The Cruise Of The Tonquin
by [?]

Thorn, ignorant of the channel, did not dare take the ship in under such conditions. He therefore ordered First-Mate Ebenezer Fox to take Sailmaker Martin and three Canadians into a boat and find the channel. It was a hazardous undertaking, and the despatch of the small boat under such circumstances was a serious error in judgment.

There had been bad blood between the captain and the mate, and Fox did not wish to go. If he had to go, he begged that his boat might be manned with seamen instead of Canadians. The captain refused to change his orders. Fox appealed to the partners. They remonstrated with the captain, but they could not alter his determination. The boat was pulled away and was lost to sight in the breakers. Neither the boat nor any member of the crew was ever seen or heard of again. The boat was ill-found and ill-manned. She was undoubtedly caught in the breakers and foundered.

The next day the wind increased in violence, and they cruised off the shore looking for the boat. Every one on board, including the captain, stern and ruthless though he was, was very much disturbed at her loss.

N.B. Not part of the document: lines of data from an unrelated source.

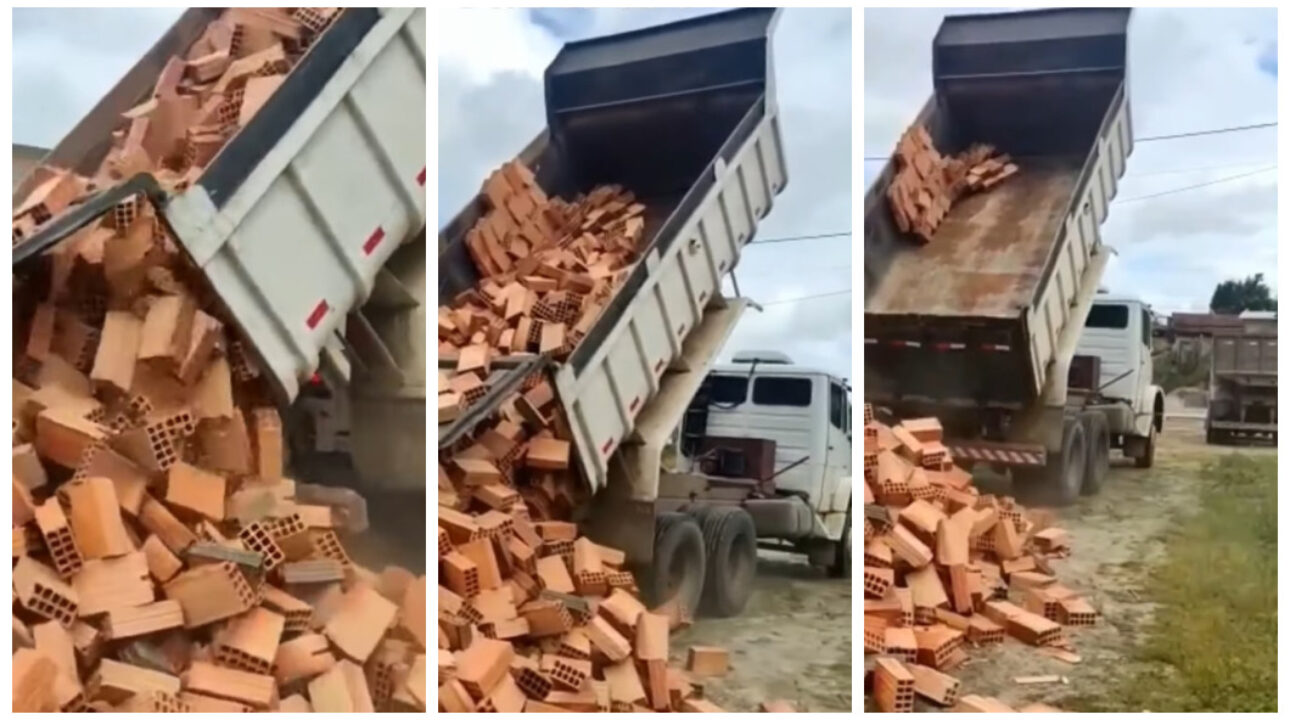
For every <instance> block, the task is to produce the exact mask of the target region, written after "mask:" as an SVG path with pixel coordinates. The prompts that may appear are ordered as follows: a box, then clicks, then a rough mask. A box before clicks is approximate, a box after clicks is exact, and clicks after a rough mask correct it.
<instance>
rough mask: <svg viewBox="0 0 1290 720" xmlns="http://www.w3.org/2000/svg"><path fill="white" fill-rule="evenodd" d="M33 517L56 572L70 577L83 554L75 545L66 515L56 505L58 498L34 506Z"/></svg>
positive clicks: (82, 558)
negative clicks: (38, 529) (34, 506)
mask: <svg viewBox="0 0 1290 720" xmlns="http://www.w3.org/2000/svg"><path fill="white" fill-rule="evenodd" d="M35 519H36V525H37V526H39V528H40V534H41V537H43V538H44V541H45V547H46V548H48V551H49V556H50V559H52V560H53V561H54V568H57V569H58V574H61V575H63V577H70V575H72V574H75V573H76V572H79V570H80V569H81V566H83V565H84V556H83V555H81V551H80V547H79V546H77V545H76V537H75V534H74V533H72V528H71V524H70V523H68V520H67V515H64V514H63V508H62V506H59V505H58V498H50V499H48V501H45V502H43V503H40V505H39V506H36V508H35Z"/></svg>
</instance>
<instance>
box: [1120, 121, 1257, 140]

On the 24th the weather moderated somewhat, and running nearer to the shore, they anchored just outside Cape Disappointment, near the north shore of the river mouth. The wind subsiding, Mumford, the second mate, with another boat, was sent to search for the passage, but finding the surf still too heavy, he returned about noon, after a terrible struggle with the breakers.

In the afternoon McKay and Stuart offered to take a boat and try to get ashore to seek for Fox and the missing men. They made the endeavor, but did not succeed in passing the breakers, and returned to the ship. Later in the afternoon a gentle breeze sprang up from the west, blowing into the mouth of the river, and Thorn determined to try and cross the bar. He weighed anchor, therefore, and bore down under easy sail for the entrance of the river. As he came close to the breakers he hove to and sent out another boat, in charge of Aitkin, a Scottish seaman, accompanied by Sailmaker Coles, Armorer Weeks and two Sandwich Islanders.

The breakers were not quite so rough as they had been, and Aitkin proceeded cautiously some distance in front of the ship, making soundings and finding no depth less than four fathoms. In obedience to his signals, the ship came bowling on, and the fitful breeze suddenly freshening, she ran through the breakers, passing Aitkin’s boat to starboard in pistol-shot distance. Signals were made for the boat to return, but the tide had turned, and the strong ebb, with the current of the river, bore the boat into the breakers in spite of all her crew could do. While they were watching the boat, over which the waves were seen breaking furiously, the ship, the wind failing, was driven seaward by the tide, and struck six or seven times on the bar. The breakers, running frightfully high, swept over her decks again and again. Nothing could be done for the boat by the ship, their own condition being so serious as to demand all their efforts.

Thorn at last extricated the Tonquin from her predicament. The wind favored her again, and she got over the bar and through the breakers, anchoring at nightfall in seven fathoms of water. The night was very dark. The ebb and current threatened to sweep the ship on the shore. Both anchors were carried out. Still the holding was inadequate and the ship’s position grew more dangerous. They passed some anxious hours until the turn of the tide, when in spite of the fact that it was pitch dark, they weighed anchor, made sail, and succeeded in finding a safe haven under the lee of Cape Disappointment, in a place called Baker’s Bay. The next day the captain and some of the partners landed in the morning to see if they could find the missing party. As they were wandering aimlessly upon the shore, they came across Weeks, exhausted and almost naked.